The interim analysis of the DigesT trial also revealed a significant increase in tumor-infiltrating CD8+ T cells, among other changes, indicating a functional switch toward an antitumor immune microenvironment following FMD. “IHC analysis revealed a statistically significant increment of tumor-infiltrating CD8+ T cells in post-FMD surgical tumor samples when compared to pre-FMD tumor biopsies,” the team commented.
To investigate the functional relevance of FMD-induced changes in tumor-infiltrating immune cell populations, the team also used RNA-seq technology to evaluate any modulation of immune transcriptomic signatures that have prognostic relevance, or are associated with the functional status of tumor-infiltrating immune cells. “Overall, the FMD induced profound changes of intratumor transcriptional programs,” they wrote. “Single gene level analysis revealed a dramatic increase in the expression of several immune-related genes … Notably, the interferon gamma (IFNγ) activating signature (IFNG.GS), which is selectively activated in tumor-infiltrating immune cells and is associated with favorable clinical outcomes, was enriched in post-FMD tumor samples …”.
Further analysis showed that the FMD induced an enrichment of 13 immune-related gene expression signatures (including IFNG.GS) previously associated with favorable prognosis in cancer patients, including BC patients.” The authors pointed out that desirable immunomodulatory effects induced by the experimental dietary regimen were observed both at the systemic and at the tumor level, indicating a coherent immune response that originates in the blood and then propagates to the tumor.

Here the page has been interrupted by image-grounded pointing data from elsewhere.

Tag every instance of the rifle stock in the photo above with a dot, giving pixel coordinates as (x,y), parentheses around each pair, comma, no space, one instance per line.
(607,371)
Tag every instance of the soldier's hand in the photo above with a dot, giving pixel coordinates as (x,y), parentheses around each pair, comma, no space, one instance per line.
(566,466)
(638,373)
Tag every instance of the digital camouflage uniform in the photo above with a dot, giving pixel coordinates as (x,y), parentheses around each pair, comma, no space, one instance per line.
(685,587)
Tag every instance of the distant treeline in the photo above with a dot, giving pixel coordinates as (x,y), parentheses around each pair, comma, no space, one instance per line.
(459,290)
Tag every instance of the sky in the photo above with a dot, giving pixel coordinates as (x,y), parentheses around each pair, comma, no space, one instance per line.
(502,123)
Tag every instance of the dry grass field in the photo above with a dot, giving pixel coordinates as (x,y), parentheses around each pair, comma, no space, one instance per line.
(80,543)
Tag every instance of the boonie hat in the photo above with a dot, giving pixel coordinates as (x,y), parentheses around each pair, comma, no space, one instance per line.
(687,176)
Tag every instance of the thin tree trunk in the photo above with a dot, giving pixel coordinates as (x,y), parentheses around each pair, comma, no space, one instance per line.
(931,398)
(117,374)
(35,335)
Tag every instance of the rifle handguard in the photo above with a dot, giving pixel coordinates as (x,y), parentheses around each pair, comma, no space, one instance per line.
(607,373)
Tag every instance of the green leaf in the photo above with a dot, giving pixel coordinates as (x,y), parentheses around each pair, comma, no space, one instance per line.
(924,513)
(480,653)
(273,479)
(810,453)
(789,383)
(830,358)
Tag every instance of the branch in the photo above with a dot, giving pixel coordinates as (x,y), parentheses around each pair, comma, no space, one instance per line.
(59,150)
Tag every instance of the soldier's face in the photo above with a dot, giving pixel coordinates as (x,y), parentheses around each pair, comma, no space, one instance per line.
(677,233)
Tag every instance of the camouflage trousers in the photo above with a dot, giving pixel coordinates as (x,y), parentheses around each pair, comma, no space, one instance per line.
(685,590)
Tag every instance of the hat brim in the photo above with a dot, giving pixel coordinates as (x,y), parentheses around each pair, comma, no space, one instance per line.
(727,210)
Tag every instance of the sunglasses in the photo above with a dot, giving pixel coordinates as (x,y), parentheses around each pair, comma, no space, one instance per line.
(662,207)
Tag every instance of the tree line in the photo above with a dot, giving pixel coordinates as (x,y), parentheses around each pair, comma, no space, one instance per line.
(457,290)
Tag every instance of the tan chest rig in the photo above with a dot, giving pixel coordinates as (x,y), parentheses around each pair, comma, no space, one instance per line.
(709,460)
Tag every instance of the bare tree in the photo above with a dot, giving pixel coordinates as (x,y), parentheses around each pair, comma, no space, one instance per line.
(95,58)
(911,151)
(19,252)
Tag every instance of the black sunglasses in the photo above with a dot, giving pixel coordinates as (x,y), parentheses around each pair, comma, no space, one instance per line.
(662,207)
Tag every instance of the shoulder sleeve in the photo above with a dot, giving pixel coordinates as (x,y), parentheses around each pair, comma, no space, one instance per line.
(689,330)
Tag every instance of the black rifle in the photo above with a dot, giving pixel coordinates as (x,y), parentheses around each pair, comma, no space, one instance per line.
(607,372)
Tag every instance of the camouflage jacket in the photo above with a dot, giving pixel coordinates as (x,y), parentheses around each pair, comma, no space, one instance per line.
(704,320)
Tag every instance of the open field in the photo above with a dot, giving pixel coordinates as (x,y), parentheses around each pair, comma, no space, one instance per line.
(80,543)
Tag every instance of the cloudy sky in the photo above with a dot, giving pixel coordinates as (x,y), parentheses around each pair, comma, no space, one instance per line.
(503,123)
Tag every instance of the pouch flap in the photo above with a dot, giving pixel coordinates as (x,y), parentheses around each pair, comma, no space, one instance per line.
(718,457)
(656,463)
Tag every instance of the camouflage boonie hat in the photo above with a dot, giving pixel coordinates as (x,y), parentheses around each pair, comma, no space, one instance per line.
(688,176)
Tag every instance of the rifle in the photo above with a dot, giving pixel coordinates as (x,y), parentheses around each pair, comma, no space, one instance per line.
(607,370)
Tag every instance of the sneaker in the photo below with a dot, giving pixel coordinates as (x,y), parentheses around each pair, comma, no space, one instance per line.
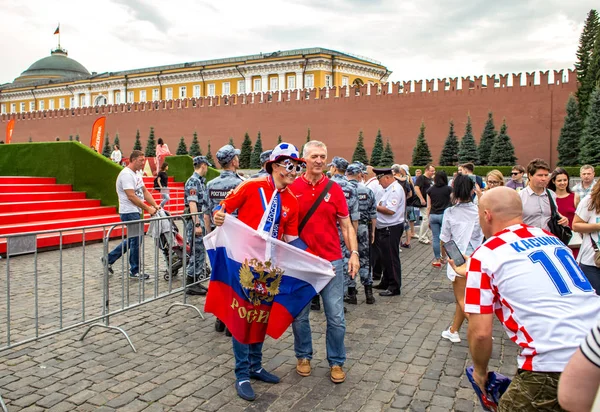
(303,367)
(105,263)
(451,336)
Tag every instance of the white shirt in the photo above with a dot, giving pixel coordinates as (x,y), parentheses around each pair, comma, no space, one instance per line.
(393,199)
(128,179)
(531,281)
(586,251)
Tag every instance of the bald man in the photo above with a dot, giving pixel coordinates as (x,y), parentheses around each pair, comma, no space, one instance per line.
(531,281)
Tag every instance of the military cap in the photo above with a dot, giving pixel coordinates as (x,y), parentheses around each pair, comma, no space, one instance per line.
(201,159)
(226,154)
(339,163)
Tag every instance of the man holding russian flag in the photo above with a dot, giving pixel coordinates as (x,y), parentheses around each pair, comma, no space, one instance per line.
(259,284)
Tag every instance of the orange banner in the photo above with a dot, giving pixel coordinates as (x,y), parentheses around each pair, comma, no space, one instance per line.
(98,134)
(9,128)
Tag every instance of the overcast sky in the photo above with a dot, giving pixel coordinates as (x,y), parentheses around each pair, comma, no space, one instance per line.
(416,39)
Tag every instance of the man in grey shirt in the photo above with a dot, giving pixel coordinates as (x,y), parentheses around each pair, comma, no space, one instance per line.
(536,203)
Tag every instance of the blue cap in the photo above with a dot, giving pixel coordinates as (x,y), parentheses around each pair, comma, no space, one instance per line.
(226,154)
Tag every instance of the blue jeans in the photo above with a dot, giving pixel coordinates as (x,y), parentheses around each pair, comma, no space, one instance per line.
(247,358)
(333,305)
(435,222)
(132,243)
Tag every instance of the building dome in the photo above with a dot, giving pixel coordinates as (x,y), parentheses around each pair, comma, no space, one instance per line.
(56,66)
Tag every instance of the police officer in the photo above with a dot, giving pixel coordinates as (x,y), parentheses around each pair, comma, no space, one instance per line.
(390,225)
(366,232)
(196,201)
(264,158)
(219,187)
(337,168)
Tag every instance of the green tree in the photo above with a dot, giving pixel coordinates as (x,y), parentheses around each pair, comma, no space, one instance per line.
(585,60)
(182,148)
(570,135)
(151,144)
(590,141)
(246,152)
(106,149)
(421,152)
(467,151)
(209,155)
(137,145)
(195,146)
(503,152)
(449,155)
(387,158)
(486,143)
(377,150)
(255,159)
(360,153)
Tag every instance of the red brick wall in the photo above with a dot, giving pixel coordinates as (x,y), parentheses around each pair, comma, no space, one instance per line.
(534,114)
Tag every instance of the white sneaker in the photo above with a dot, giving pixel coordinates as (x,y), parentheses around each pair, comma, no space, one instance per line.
(451,336)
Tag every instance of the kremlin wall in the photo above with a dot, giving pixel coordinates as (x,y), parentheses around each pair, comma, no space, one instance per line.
(534,112)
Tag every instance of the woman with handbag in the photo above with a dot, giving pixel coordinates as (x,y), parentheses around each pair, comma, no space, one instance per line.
(587,222)
(566,203)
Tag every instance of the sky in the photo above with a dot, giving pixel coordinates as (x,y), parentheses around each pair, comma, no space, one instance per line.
(415,39)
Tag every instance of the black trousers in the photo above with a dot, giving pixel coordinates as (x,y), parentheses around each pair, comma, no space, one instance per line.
(388,243)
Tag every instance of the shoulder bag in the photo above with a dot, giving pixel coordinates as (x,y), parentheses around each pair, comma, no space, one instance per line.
(564,233)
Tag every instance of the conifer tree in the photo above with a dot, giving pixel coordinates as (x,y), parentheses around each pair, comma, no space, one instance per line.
(570,135)
(486,143)
(585,60)
(151,145)
(106,149)
(360,153)
(377,150)
(590,141)
(195,146)
(246,152)
(182,148)
(449,155)
(421,152)
(255,159)
(209,155)
(387,158)
(467,151)
(503,152)
(137,145)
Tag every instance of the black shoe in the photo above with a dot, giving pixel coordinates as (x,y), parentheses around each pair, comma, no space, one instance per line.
(389,293)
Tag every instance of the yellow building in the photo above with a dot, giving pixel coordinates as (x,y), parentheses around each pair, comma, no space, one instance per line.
(59,82)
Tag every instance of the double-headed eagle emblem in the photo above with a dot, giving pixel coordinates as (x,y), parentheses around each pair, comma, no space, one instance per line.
(261,280)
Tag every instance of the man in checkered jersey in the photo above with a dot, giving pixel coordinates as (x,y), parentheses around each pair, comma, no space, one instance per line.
(530,280)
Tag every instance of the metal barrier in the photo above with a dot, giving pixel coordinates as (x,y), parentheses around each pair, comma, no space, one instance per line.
(59,292)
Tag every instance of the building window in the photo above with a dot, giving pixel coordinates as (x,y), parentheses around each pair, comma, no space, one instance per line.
(291,82)
(309,81)
(241,86)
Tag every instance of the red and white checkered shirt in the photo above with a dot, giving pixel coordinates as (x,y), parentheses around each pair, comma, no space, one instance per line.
(531,281)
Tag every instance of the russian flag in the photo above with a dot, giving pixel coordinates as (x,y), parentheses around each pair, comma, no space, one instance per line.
(259,284)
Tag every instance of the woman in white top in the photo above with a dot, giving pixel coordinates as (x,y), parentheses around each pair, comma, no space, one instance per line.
(587,222)
(460,224)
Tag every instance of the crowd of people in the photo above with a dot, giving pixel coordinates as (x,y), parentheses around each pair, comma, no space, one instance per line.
(355,216)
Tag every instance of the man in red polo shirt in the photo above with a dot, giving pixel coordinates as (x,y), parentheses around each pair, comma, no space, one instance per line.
(321,235)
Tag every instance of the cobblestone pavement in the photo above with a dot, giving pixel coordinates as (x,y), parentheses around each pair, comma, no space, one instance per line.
(396,357)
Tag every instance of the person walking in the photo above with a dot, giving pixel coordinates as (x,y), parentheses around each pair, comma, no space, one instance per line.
(132,193)
(318,229)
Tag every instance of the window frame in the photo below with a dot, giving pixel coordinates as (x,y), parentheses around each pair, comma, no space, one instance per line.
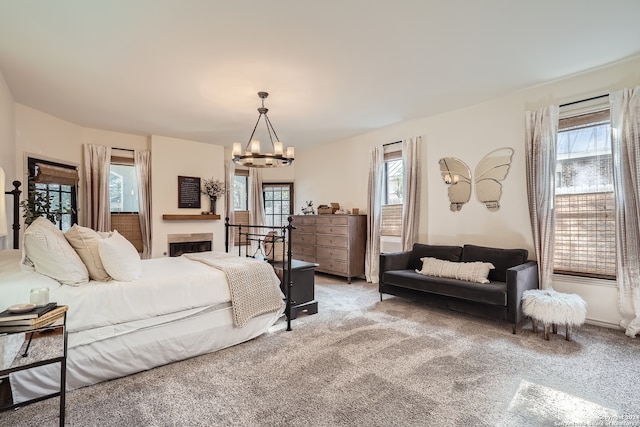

The main limitation of the study was that it did not allow the researchers to draw conclusions on the antitumor efficacy of calorie restriction because it enrolled a heterogeneous cohort of patients with different tumor types and different concomitant anticancer therapies. This precluded a complete assessment of the therapeutic impact of calorie restriction in patients.
Nevertheless, as Rivoltini stated, “Severe calorie restriction generated a metabolic ‘shock’ that activated several populations of immune cells that could boost the antitumor activity of standard antineoplastic treatments.” The authors concluded, “We have shown that a severely calorie-restricted, low-carbohydrate, low-protein, five-day dietary regimen that mimics fasting is safe and feasible when repeated every 21–28 days in combination with standard antitumor treatments, and it reshapes systemic metabolism and antitumor immunity in cancer patients.”
The authors have recently initiated new clinical trials, including the BREAKFAST trial, to investigate the antitumor effects of the FMD approach in cancer patients. These studies should further help scientists understand if the metabolic and immunological effects induced by calorie restriction have clinically relevant consequences improving the efficacy of antineoplastic therapies and prolonging the life expectancy of cancer patients.